Thanks in advance for any help

http://www.youtube.com/watch?v=qTgXWrRUED4&feature=youtube_gdata_player


----------



## Standfree1987 (Aug 21, 2012)

Here's another clip of her 

http://www.youtube.com/watch?v=PbpHxhdw8xI&feature=youtube_gdata_player


----------



## Loopy Lou (Jul 26, 2012)

Which one is the grey one? Because i'm pretty sure it's doing bat wings which i think is a male behaviour (if i'm wrong i'm sure someone will correct me :blush

Could there be a mirror or anything reflective in the cage for them to be scared of a reflection?

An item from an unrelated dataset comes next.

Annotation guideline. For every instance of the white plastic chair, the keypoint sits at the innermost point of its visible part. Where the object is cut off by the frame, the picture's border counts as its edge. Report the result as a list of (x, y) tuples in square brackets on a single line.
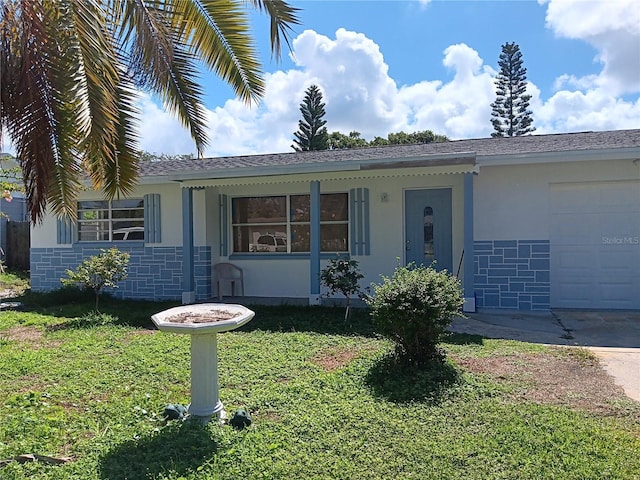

My budgies used to do something similar when i had two of them, they'd just suddenly take off around the room like mad. They were just playing though, having a little crazy time.


----------



## Standfree1987 (Aug 21, 2012)

I have already spoken on this site somewhere that the grey one was sold to me as a female, but has shown a few traits that I thought were male behaviours so this could be more evidence that she's a he lol

This is reassuring if it's just playful behaviours but she seems quite nervous and I thought this was why she was doing it, because she seems to be hissing at things which aren't there she also came to me quite easily right afterwards, then I started to think maybe her and squire had a fall out?


----------



## Loopy Lou (Jul 26, 2012)

Is s/he seeming scared at all when she gets back from her little fly-around? I'm sure more people will be along who know more than me


----------



## Bird Junky (Jul 24, 2012)

Hello I can't see any sort of behaviour that I haven't
seen hundreds of times before. Your birds have settled
in & now they know they can enjoy & make as much 
noise as they want What you need now is a bonding
post to read so you end up with happy owner & happy
well behaved birds.....B.J.
Click on bellow for bonding post.
http://talkcockatiels.com/showthread.php?t=31981


----------



## meaggiedear (Nov 20, 2011)

Loopy Lou said:


> Which one is the grey one? Because i'm pretty sure it's doing bat wings which i think is a male behaviour (if i'm wrong i'm sure someone will correct me :blush



It's not just a male behavior. BOTH sexes do it. 

And also. You bird acts just likes my Willow. She is doing the bat bird, which means she is claiming her terrority. Willow also hisses for absolutely no reason. lol. 

And when one bird starts flapping their wings (even slightly), it will set everyone else off and everyone will fly. I hate it, because in my house I'm chasing down four of them- But the noise gets them everytime.


----------



## Loopy Lou (Jul 26, 2012)

meaggiedear said:


> It's not just a male behavior. BOTH sexes do it.


Thanks, i shall remember this now :blush:


----------



## Standfree1987 (Aug 21, 2012)

Cheers for the advice, i need to stop thinking every little thing they do is a problem hah


----------